July 30, 2011 at 9:02 am
(1) Sue mansi says:

Thank you for this, Marion, I, too, am feeling the loss of this amazing artist – the retrospective at the Tate is one of my favourite exhibition memories. Incidentally I have just started painting and I am finding your website the most amazing resource, full of information and inspiration and help. A really thoughfully put together website that I can see I will keep returning to again and again – thank you so much.

July 30, 2011 at 12:14 pm
(2) Edward says:

The first time I visited the Dean Gallery in Edinburgh (now the “Modern Art Two” gallery of the Scottish National Galleries) and saw Freud’s “Two Men” I felt almost thunderstruck. Seeing his work in books and on line is really no substitute for viewing them in person, but even in print or on a computer screen his work is arresting. It should be interesting to see which major gallery wins the scramble to assemble the definitive retrospective encompassing his entire life’s work.
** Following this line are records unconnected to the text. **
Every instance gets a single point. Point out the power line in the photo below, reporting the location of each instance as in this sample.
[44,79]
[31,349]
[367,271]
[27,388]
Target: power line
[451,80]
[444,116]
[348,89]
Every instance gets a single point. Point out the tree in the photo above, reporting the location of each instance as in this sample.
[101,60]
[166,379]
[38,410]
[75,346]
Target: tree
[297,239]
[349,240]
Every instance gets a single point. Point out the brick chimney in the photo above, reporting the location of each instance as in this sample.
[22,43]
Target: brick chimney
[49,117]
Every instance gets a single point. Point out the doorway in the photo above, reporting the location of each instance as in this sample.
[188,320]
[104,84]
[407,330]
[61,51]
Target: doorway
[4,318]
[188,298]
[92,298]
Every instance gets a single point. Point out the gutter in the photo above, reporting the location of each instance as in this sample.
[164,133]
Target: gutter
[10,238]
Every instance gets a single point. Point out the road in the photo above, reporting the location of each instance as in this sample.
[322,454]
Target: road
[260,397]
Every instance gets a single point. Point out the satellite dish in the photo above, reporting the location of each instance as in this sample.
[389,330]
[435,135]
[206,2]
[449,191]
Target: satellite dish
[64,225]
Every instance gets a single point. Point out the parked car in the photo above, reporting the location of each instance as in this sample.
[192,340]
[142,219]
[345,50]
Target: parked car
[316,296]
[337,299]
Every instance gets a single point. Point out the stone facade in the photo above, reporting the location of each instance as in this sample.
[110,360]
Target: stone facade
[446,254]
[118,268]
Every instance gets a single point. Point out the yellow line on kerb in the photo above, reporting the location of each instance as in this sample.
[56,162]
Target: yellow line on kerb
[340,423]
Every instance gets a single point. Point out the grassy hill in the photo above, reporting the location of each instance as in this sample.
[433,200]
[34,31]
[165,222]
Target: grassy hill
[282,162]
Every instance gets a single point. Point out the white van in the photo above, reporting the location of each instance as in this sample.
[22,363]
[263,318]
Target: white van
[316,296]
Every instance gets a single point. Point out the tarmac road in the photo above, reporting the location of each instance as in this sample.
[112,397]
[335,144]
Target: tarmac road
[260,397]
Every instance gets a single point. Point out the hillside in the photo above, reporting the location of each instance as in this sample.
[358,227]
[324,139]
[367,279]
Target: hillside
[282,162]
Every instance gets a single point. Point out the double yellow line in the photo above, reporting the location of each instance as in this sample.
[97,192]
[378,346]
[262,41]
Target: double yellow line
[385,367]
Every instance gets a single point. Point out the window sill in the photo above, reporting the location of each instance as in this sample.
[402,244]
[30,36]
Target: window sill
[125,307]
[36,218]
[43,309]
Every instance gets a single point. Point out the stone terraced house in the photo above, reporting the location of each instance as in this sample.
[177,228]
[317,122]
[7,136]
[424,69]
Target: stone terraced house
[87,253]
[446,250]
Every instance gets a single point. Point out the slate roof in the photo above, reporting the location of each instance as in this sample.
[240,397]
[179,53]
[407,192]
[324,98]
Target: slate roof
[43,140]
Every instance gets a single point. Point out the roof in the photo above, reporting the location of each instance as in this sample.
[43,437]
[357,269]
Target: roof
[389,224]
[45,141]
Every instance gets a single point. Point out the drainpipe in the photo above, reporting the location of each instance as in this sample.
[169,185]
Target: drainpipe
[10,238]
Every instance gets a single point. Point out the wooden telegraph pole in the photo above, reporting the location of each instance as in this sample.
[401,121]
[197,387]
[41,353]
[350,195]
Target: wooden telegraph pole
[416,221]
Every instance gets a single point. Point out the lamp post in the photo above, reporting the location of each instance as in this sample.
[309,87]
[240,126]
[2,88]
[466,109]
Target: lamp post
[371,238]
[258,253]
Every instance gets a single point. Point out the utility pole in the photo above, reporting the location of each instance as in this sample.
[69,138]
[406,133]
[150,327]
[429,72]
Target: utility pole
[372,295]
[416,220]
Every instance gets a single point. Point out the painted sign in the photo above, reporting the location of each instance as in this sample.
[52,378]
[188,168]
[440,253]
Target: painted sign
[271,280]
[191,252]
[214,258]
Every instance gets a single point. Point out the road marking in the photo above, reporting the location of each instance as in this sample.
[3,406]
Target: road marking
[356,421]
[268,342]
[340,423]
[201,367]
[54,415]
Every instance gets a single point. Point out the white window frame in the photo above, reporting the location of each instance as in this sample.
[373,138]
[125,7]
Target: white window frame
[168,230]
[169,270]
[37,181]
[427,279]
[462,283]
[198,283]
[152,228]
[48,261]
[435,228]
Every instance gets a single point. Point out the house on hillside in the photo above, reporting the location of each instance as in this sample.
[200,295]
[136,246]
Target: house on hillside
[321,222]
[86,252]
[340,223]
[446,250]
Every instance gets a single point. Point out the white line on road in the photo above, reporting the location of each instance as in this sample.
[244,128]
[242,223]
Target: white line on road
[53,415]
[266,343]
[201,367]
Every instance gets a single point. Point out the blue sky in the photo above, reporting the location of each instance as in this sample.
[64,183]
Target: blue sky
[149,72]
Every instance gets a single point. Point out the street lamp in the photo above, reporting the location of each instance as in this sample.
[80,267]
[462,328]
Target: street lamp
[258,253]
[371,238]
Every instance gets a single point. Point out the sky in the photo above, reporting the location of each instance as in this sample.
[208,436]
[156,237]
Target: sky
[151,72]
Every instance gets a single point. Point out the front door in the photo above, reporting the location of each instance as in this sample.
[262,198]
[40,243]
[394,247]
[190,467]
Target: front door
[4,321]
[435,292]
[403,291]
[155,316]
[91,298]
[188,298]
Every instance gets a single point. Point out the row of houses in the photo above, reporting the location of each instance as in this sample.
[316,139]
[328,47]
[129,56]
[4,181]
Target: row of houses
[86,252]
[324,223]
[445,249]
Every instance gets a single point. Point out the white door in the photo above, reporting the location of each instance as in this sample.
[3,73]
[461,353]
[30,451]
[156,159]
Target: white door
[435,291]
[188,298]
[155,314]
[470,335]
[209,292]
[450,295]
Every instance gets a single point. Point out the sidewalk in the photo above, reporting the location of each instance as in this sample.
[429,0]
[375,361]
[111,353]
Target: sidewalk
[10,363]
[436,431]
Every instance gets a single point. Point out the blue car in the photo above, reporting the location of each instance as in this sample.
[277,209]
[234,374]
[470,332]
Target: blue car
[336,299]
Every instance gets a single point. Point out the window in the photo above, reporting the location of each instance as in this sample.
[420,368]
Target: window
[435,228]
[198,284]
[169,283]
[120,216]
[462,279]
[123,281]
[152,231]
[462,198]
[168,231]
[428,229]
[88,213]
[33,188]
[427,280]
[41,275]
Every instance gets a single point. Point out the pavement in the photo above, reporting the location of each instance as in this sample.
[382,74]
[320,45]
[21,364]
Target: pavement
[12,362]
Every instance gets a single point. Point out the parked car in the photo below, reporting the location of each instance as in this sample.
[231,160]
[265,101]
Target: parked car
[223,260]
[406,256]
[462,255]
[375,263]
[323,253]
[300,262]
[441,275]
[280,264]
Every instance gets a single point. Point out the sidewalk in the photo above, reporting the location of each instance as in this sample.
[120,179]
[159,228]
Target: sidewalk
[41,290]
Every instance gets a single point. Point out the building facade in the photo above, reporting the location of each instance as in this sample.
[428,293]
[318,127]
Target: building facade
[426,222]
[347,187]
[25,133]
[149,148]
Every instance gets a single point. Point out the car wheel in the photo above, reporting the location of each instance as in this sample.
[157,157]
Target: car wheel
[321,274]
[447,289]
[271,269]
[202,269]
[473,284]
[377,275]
August 1, 2011 at 10:46 am
(3) susan says:

Just wanted to extend my thoughts to you – obviously this wonderful artist was extremely important to you. Always difficult to lose those close to us, but also those who don’t fall into our immediate ‘family/friend’ category. I’m sure Mr. Freud would be quite touched knowing how revered he was in your life.

August 1, 2011 at 11:52 am
(4) Marion BE says:

@Sue — Delighted you enjoy the site! Starting to paint yourself adds a whole new dimension to enjoying art exhibitions, as you see things different than when you’ve never (or not yet) tried to create something yourself.

@Edward — I do hope it’s somewhere in the UK that I can get to relatively easily!

@Susan — That art can speak so strongly to you without you ever knowing the creator is part of its power and wonder, as far as I’m concerned.

August 2, 2011 at 11:44 am
(5) moyra ashford says:

How interesting your passion for his paintings …I am torn, as though I sense the huge presence of his paintings, I feel he did not like flesh and find something perverse about painters who repeatly paint what they do not like. And some of this flesh is ghastly, like corn-fed chicken. Also, having read so many obituaries, it seems he had a cruel nature, treating women horribly. And what a privileged, indulgent life…well, in general I find it hard to separate the life from the art, even if the art is bold. I hate Dali, love Rembrant, yet love Picasso (despite his serial mistreatment of women) because of Guernica, anti-fascism and just because of his huge variety and endless energy. Not sure one can say the same of Freud. Do you think the art v. the life lived is worthy of a discussion?

August 2, 2011 at 12:28 pm
(6) About.com Guide to Painting says:

It depends whose point of view you read; certainly I don’t think individuals would have modelled for him multiple times if it had been a hideous experience. Unhappy marriage; he’s hardly unique in that. Demanding of his models; you’d expect that from someone who looked at things as intensely as he did.

I don’t believe the “he didn’t like flesh” — he chose to paint figures in this style later in his career. His earlier work is quite different, prettier and more conventionally beautiful. He’s looking at flesh and the colours in skin the way Monet did at lilyponds. Most flesh is anything but pretty, uniform in colour or smooth; that’s why magazines and films use so much makeup and retouching.

Ultimately it’s the art that survives, though the life behind it does influence how we feel about it. Learning something you don’t like about an artist doesn’t change the artwork, it changes your perception, and might that not say more about oneself than the artist?